June 2, 2005
New Oat Variety Released by North Dakota Agricultural Experiment Station
Maida, a new oat variety, has been developed and released by the North Dakota Agricultural Experiment Station, according to Al Schneiter, North Dakota State University Department of Plant Sciences chair.
Maida, is a cross between the experimental line ND873126 and AC Assiniboia. Mike McMullen, NDSU oat breeding program leader, made the cross in the university greenhouse in fall 1997.
The variety is a yellow-seeded oat. The most positive aspect of Maida is that it has resistance to the new race of stem rust. Stem rust is a disease that has occurred sporadically, but can be devastating to yields.
Maida is expected to replace Assiniboia, which is similar in yield and quality to Maida, but has no stem rust resistance. One of the areas where stem rust most often occurs is in northeastern North Dakota.
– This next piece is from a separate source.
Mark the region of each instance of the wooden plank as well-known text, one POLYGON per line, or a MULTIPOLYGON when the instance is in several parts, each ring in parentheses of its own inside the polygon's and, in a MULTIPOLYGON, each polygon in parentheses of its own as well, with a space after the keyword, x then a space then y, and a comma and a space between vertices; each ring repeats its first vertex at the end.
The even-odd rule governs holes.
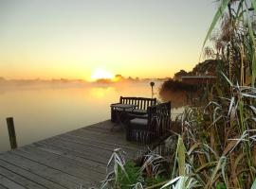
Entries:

When compared with Assiniboia at 10 locations in 2004, Maida yielded 2 bushels per acre more, had almost 1 pound per bushel greater test weight and headed three days earlier. The percentage of groats of Maida was equal to Assiniboia, while the percentage of kernels across a 5/64 screen was similar and the kernel weight was slightly smaller.
Whole-oat protein was almost 1 percent greater, while groats protein was 2.5 percent higher. Groats oil was 0.4 percent higher.
In 2003, averaged across Fargo, Casselton and Carrington sites, Maida yielded 7 bushels per acre more than Assiniboia and had an almost 1 pound per bushel greater test weight. At the same locations, Maida headed three days earlier and was equal in lodging to Assiniboia.
Maida is named after a town in northern Cavalier County. The word Maida is an Anglo-Saxon word meaning maiden.
Maida will be allocated through the County Crop Improvement Association in spring 2006. The NDSU Research Foundation will apply for plant variety protection with Title V and assess research fees of 20 cents per bushel on registered and certified seed.